Professor Williams begins with the cultural notion that personal feelings matter, and that individual experience might in some ways be the ultimate truth. From the cult of sensibility to the birth of Romanticism, Freud’s couch to Oprah Winfrey’s celebrity interviews, how does feeling offer a different way of seeing the world? 

Programme 2. Who Owns the Truth?

In the second programme in the series, Professor Williams explores how subjective experience and individual feeling has offered a profound challenge to institutional authority, from John Bunyan’s Pilgrims to the French Revolution and beyond. 

Abigail looks back at Michael Gove’s claim that people ‘have had enough of experts’ and explores how a new focus on lived experience is reshaping our institutions, from the patients invited onto NHS Lived Experience Panels to Victim Impact statements in courtrooms.
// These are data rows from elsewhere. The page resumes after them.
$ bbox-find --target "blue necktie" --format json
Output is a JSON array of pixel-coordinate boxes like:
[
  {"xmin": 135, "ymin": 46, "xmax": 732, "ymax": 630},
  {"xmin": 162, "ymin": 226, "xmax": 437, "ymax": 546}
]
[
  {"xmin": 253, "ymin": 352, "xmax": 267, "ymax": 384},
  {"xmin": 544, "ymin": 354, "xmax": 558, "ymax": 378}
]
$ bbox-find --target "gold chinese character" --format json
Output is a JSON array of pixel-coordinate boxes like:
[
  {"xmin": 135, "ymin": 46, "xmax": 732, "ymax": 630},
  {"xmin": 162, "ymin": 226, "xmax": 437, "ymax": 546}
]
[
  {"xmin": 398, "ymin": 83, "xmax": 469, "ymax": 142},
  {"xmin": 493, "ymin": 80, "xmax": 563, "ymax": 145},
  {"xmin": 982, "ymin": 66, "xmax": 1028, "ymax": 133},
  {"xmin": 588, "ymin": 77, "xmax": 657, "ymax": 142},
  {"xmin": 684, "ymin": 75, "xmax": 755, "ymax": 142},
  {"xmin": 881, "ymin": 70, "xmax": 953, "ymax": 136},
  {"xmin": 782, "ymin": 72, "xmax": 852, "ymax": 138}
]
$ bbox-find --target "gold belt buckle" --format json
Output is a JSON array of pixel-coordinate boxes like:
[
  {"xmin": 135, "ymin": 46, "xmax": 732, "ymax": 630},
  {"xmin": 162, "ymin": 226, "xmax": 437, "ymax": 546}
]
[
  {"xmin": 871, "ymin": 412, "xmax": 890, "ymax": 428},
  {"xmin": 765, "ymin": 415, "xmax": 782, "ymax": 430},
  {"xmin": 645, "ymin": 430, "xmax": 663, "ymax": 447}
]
Who knows more about crime, illness or poverty, someone who has experienced it or someone who has studied it?

But it’s hard to value both ‘my truth’ and ‘your truth’ without descending into identity politics, outrage and intolerance. And what happens to our institutions when we no longer agree on who knows best: the person with expertise or the person with first-hand experience? 

Programme 3. The Multiverse of Truth.

In the final programme in the series, Professor Williams tackles the idea that a single objective truth is now being replaced by the idea of multiple truths. This investigation into the “multiverse” of truth takes us on a journey from Descartes to Derrida via the parallel worlds of science-fiction and the online multiverse. 

How do we know things, how do we value both ‘my truth’ and ‘your truth’ and is the new focus on personal feeling and subjective truths something to celebrate or fear?